The documentary alternates between showing evocative vintage footage of the illustrious world Didion and her late husband writer John Dunne traveled in (Jim Morrison, Harrison Ford, Natalie Wood, Warren Beatty, Janis Joplin, Brian de Palma to name a few) with recent footage of nephew and aunt looking back over a poignant life fully-felt, including the shocking deaths of both her adored husband John and daughter Quintana within the same year.  

 

A few of my favorite quotes from the film: 

While a senior at UC Berkeley, Didion won a writing competition for Vogue enabling her to move to New York and work for Vogue straight out of college. Rather than write about fashion or makeup, her first story was about self-respect:

Character, the willingness to accept one’s responsibility for one’s own life, is the source from which self-respect springs.

This film is not solely about Didion,

but also about the intoxicating, volatile, rebellious, scary sixties.

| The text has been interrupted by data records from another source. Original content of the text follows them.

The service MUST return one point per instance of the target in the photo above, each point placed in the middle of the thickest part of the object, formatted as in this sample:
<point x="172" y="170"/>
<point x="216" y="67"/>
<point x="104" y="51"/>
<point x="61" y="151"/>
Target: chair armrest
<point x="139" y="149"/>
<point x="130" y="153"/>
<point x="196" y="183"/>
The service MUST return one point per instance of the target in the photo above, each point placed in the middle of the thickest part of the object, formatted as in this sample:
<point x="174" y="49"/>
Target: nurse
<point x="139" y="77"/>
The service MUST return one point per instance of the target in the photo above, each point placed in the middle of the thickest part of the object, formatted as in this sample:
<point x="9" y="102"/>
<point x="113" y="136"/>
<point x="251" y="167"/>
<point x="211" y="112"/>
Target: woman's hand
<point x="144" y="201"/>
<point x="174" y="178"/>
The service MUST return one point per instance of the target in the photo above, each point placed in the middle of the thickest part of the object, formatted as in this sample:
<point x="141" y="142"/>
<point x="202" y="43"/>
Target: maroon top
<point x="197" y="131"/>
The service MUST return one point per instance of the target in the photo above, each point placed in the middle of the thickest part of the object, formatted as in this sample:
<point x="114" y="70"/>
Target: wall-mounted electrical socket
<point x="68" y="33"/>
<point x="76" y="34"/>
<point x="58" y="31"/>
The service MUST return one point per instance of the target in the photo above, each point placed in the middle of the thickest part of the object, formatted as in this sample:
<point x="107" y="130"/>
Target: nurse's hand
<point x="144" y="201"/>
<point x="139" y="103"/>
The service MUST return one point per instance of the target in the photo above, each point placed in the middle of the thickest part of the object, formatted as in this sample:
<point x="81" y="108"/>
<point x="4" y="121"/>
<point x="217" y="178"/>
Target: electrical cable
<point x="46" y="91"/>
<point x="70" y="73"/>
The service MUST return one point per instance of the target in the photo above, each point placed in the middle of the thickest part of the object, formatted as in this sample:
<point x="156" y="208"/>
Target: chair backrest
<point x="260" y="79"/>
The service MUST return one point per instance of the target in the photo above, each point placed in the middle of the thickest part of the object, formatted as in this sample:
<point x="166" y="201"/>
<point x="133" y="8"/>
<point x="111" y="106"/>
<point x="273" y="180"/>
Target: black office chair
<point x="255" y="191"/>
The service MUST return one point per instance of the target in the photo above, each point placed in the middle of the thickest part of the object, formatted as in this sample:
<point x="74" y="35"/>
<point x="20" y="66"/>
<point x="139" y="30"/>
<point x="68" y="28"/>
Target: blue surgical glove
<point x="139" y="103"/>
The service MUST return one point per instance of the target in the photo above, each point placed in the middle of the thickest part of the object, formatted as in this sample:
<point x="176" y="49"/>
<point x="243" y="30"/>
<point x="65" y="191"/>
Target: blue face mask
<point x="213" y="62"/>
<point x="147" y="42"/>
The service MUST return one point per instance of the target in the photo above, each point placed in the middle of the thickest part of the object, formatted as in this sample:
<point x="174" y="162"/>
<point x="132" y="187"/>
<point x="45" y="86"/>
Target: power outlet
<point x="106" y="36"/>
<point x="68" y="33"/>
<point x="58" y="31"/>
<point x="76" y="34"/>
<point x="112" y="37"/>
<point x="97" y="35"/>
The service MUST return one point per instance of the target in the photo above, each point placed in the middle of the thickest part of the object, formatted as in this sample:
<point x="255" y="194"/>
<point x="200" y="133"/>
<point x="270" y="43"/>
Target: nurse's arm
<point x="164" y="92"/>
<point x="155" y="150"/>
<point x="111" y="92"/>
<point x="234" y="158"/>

She put herself into her essays, using a new subjective journalism, where her  own sense of confusion, isolation and alienation reflected the broader times. Despite this personal element to her writing style, Didion remained a hard-nosed reporter. Covering the hippie generation in Haight Ashbury, she happened upon a 5-year-old boy at a party tripping on acid. When Dunne asked his aunt how she felt about seeing the hallucinating child, she said,

Let me tell you, it was gold. You live for that, good or bad.”

Later she writes about troubles in her marriage.

We are here on this island in the middle of the Pacific in lieu of filing for divorce.”

Dunne asks his aunt how John Dunne felt about her writing openly about problems in their marriage.

He edited it, she answers. You used your material. You used what you had. And that’s what I had at that moment.”